Is this the first published work that features Ophelia Flax? Tell me more about how she came to be.

A: Yes, Snow White Red-Handed is the first published work featuring Ophelia Flax. The character had an evolution, though. Before I wrote this book I wrote a draft of another mystery with an Ophelia prototype, set in England, and the story revolved around amanita muscaria (that is, fairy tale mushrooms). I’d set it in England because everyone in publishing says that European settings are a hard-sell in genre fiction. But while writing that draft, I realized that what I was really trying to do was treat fairy tales. So I started over, and put Ophelia in a quintessential fairy tale setting: the Black Forest.
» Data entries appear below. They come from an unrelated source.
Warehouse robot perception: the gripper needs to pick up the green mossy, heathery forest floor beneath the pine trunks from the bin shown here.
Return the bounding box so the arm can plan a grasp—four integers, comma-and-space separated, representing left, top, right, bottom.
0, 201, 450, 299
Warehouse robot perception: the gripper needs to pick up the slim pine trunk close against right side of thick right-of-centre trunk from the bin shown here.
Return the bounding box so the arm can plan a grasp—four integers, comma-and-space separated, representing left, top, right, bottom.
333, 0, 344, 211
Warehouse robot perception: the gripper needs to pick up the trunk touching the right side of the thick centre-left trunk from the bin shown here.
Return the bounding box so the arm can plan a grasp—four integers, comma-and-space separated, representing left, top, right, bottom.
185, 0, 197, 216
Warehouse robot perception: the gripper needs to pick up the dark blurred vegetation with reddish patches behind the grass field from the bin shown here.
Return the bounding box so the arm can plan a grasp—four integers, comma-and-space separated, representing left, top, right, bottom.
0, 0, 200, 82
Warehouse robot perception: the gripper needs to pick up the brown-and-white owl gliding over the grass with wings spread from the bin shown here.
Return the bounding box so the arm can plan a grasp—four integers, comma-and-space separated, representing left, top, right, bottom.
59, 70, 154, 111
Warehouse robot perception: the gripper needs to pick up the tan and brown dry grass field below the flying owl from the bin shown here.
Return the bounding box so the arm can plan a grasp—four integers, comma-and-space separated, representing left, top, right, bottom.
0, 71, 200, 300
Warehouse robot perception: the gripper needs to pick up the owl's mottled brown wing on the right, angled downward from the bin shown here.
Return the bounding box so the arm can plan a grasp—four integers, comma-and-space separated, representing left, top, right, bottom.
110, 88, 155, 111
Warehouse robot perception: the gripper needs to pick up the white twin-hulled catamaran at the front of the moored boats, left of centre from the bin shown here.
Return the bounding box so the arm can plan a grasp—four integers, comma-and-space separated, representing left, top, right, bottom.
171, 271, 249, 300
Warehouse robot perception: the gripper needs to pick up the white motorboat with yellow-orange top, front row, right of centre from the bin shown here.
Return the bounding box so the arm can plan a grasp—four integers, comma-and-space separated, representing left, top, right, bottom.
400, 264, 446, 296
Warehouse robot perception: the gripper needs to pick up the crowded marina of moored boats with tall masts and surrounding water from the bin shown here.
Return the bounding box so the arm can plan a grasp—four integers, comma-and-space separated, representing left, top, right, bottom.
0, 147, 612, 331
This book explores issues of wealth and social class and the assumptions people make based on them. For instance, Ophelia has to elide over her history in the theater in order to secure work as a lady’s maid. And there is palpable tension between the college professors come to study evidence of Snow White’s cottage and the “backward peasants” who live in the Black Forest. Tell me more about this theme and how it figures in your storytelling.

A: The snobbery of the professors (or, in Penrose’s case, his ostensible snobbery) was influenced by more of my academic work. I wrote a paper about traces of superstition in 1850’s and 60’s American domestic advice manuals, and in the process I learned that the academics of that time period correlated traditional knowledge with both femaleness and intellectual debasement. Folklore and folk knowledge—such as medicines and midwifery—carried the taint of, basically, superstition throughout the nineteenth century.  So, fairy tales—orally transmitted sub-literature, often transmitted by female story-tellers—encapsulate this weird class/gender tension. Of course, this is complicated in my novel since Ophelia is reluctant to believe that fairy tales have a historical reality, whereas the academic, Professor Penrose, secretly belives in magic.

What’s next for our heroines?

A: Their second adventure, Cinderella Six Feet Under, picks up only weeks after Snow White Red-Handed ends. Ophelia and Prue travel to Paris to find Prue’s mother and, naturally, murder and fairy tale intrigue ensue.